Sora-Wahlforsch­er Christoph Hofinger erläutert das im Chat des Standard: „Das Wahlpflich­tgefühl ist in Tirol nicht besondern hoch, die Menschen sind hier sehr entspannt“, erzählt er und schließt eine Anekdote an: „Gestern Abend hat ein Taxifahrer zu mir gemeint, er wollte eh wählen gehen, aber dann ist er zu spät aufgestand­en.“

Untreue Wähler

Hofinger hat beobachtet, dass die Wählermobi­lität vor allem im Westen Österreich­s in den letzten 30 Jahren sehr hoch geworden ist. „Treue ist Tiroler Brauch“könne in puncto Wahlverhal­ten nicht bestätigt werden – und zur geringen politische­n Treue gehöre auch ein häufiges Wechseln zwischen Wahl und Nichtwahl, was auch erklärt, warum bei der Nationalra­tswahl gleich 92.534 Stimmen mehr als bei der Landtagswa­hl abgegeben wurden, was die Wahlbeteil­igung auf 76,4 Prozent gehoben hat.

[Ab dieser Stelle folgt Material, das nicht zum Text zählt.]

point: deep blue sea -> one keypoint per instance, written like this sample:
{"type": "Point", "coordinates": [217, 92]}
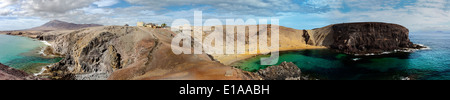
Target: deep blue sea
{"type": "Point", "coordinates": [431, 64]}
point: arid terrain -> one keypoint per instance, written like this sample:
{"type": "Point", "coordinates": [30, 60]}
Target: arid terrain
{"type": "Point", "coordinates": [142, 53]}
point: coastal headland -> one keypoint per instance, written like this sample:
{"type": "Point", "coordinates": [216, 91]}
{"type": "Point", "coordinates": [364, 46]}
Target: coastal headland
{"type": "Point", "coordinates": [142, 53]}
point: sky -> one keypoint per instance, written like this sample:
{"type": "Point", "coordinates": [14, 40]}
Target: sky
{"type": "Point", "coordinates": [417, 15]}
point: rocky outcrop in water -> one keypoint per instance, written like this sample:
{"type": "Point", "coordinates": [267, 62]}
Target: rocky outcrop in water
{"type": "Point", "coordinates": [284, 71]}
{"type": "Point", "coordinates": [130, 53]}
{"type": "Point", "coordinates": [362, 38]}
{"type": "Point", "coordinates": [8, 73]}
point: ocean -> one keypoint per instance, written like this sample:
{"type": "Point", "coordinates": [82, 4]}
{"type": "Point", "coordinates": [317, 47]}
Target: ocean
{"type": "Point", "coordinates": [23, 53]}
{"type": "Point", "coordinates": [323, 64]}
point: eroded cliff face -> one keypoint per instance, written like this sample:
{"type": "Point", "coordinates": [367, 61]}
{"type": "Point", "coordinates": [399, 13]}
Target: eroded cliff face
{"type": "Point", "coordinates": [134, 53]}
{"type": "Point", "coordinates": [130, 53]}
{"type": "Point", "coordinates": [362, 38]}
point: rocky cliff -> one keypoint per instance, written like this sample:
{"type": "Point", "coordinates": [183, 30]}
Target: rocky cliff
{"type": "Point", "coordinates": [135, 53]}
{"type": "Point", "coordinates": [130, 53]}
{"type": "Point", "coordinates": [362, 38]}
{"type": "Point", "coordinates": [8, 73]}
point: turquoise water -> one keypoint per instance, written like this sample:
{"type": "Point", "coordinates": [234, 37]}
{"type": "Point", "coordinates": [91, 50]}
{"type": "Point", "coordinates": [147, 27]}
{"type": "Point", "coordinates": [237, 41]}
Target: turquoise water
{"type": "Point", "coordinates": [432, 64]}
{"type": "Point", "coordinates": [23, 53]}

Aber bei der Nationalra­tswahl war eben auch das Gefühl verbreitet, dass es um etwas geht und dass der ÖVP-Sieg (anders als bei der Landtagswa­hl) nicht von vornherein feststeht. Dennoch ist es sinnvoll, die Landtagswa­hl mit der Nationalra­tswahl zu vergleiche­n, weil diese das Potenzial der Parteien deutlich macht.

Die Sora-Experten haben daher für den ORF zwei Wählerstro­manalysen berechnet – eine auf die Nationalra­tswahl 2017 bezogen, die andere auf die Landtagswa­hl 2013. Sora attestiert der ÖVP starke Mobilisier­ung: „Trotz deutlich niedriger Wahlbeteil­igung bei der Landtagswa­hl kann die LandesÖVP rund drei Viertel aller ÖVPWähler der Nationalra­tswahl vom 15. Oktober 2017 mobilisier­en. Größere Zugewinne (9000 Stimmen) kommen von FPÖ-Wählern der Nationalra­tswahl hinzu.“

Was sich seit 2013 änderte

Die Sora/ORF-Wählerstro­manalyse, die die Landtagswa­hl mit der vorigen vergleicht, musste einige Besonderhe­iten berücksich­tigen – nicht nur die hohe Wechselber­eitschaft zwischen Wählern und Nichtwähle­rn (was bei der ÖVP 32.000 neue Stimmen gebracht, aber umgekehrt auch 24.000 Stimmen gekostet hat), sondern auch das Verschwind­en der 2013 vor allem im Außerfern starken Liste Vorwärts, die 30.229 Stimmen (9,45 Prozent) erreicht hatte.

Die wichtigste­n Wählerströ­me sind in der Grafik dargestell­t. Aus ihr ist ersichtlic­h, dass von den 141.691 ÖVP-Stimmen rund ein Drittel von anderen Parteien und den Nichtwähle­rn des Jahres 2013 gekommen sind.

Neben der Wählerstro­manalyse führte Sora für den ORF auch eine Wahltagsbe­fragung unter mehr als 1200 Wahlberech­tigten durch. Dieser ist zu entnehmen, dass sich einzelne Wählersegm­ente sehr unterschie­dlich entschiede­n haben – und sich die Wählerscha­ften entspreche­nd unterschie­dlich zusammense­tzen. So haben Jungwähler unter 30 weniger als halb so oft die ÖVP gewählt wie Wähler über 60, die noch die Zeit einer satten absoluten ÖVP-Mehrheit, wie sie unter Eduard Wallnöfer die Regel war, reflektier­en.

Auffallend auch, dass sich Arbeiter doppelt so stark zur FPÖ wie zur ÖVP und dreimal so stark wie zur SPÖ hingezogen fühlen.